In construction nationally, there are shortages of labor that benefit existing workers with better pay but housing we need isn’t being built. For immigration critics who vehemently object to illegal alien workers, word from Texas should sober them up. The Texas construction industry is locked down and limited in the work it can do. There simply aren’t enough workers to fill the need. The Mexicans who were always on hand to construct anything — from residences to high rise buildings — aren’t coming now. There is work in Mexico, and the border is harder to cross without papers.

Conservatives argue that while every single illegal alien can’t be found, as many as possible should be rounded up and deported. They suggest more enforcement officers, more detention facilities and more immigration judges need to be hired to handle the massive deportation.

Carafano suggests migrants who self-deport should be allowed to reapply for legal reentry within a year instead of the 10 years required now, saying the policy would create “a culture of compliance.” He adds that any “temporary relief from deportation,” such as President Obama’s executive order for people brought here as minor children illegally, should not be made permanent through amnesty, saying “no program should include an automatic pathway to citizenship.”

Heritage is as wrong on immigration reform and how to solve the immigration crisis as it was when it created the foundation for “Romneycare” and “Obamacare.”

What solving the immigration crisis really requires is recognizing America’s need for hundreds of thousands of workers to fill critical jobs needed to feed us, to house us and to staff the entire hospitality industry. President Trump annually hires foreign workers from Europe for his Florida property because, he says, no one here wants the work; other businesses should be allowed to do the same.

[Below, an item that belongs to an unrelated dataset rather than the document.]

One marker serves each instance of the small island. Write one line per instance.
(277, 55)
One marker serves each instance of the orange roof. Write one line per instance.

We also need to create an employer-based work permit system that allows employers to hire vetted foreign workers. Work permits would cost a fee, be renewable and available to all foreigners, including those here already. The permit would allow ingress and egress to the U.S. during the life of the permit, thus eliminating permanent residence and any need to bring families.

We also need a more efficient employer check system to verify eligibility to work, a real “E-Verify” system run by contracting companies capable of running a large number of transactions. E-Verify should be required of all employees.

Americans should also recognize the need to legalize all who were illegally brought here as minor children. If they follow the rules, they could apply for a Permanent Resident Card and then, if they qualify, apply for citizenship.

If no one here present in the U.S. illegally could work without a work permit and a thorough E-Verify check, Heritage’s self-deportation might work for the remaining few. Then again, the problem may solve itself, because demand for labor could be less intense in the years ahead — thanks both to a changing workforce and developments in technology.

Raoul Contreras is the author of “The Armenian Lobby & U.S. Foreign Policy” and “The Mexican Border: Immigration, War and a Trillion Dollars in Trade.” He formerly wrote for the New America News Service of the New York Times and was a member of the International Seafarers Union in the 1960s.

The views and opinions expressed in this commentary are those of the author and do not reflect the official position of The Daily Caller.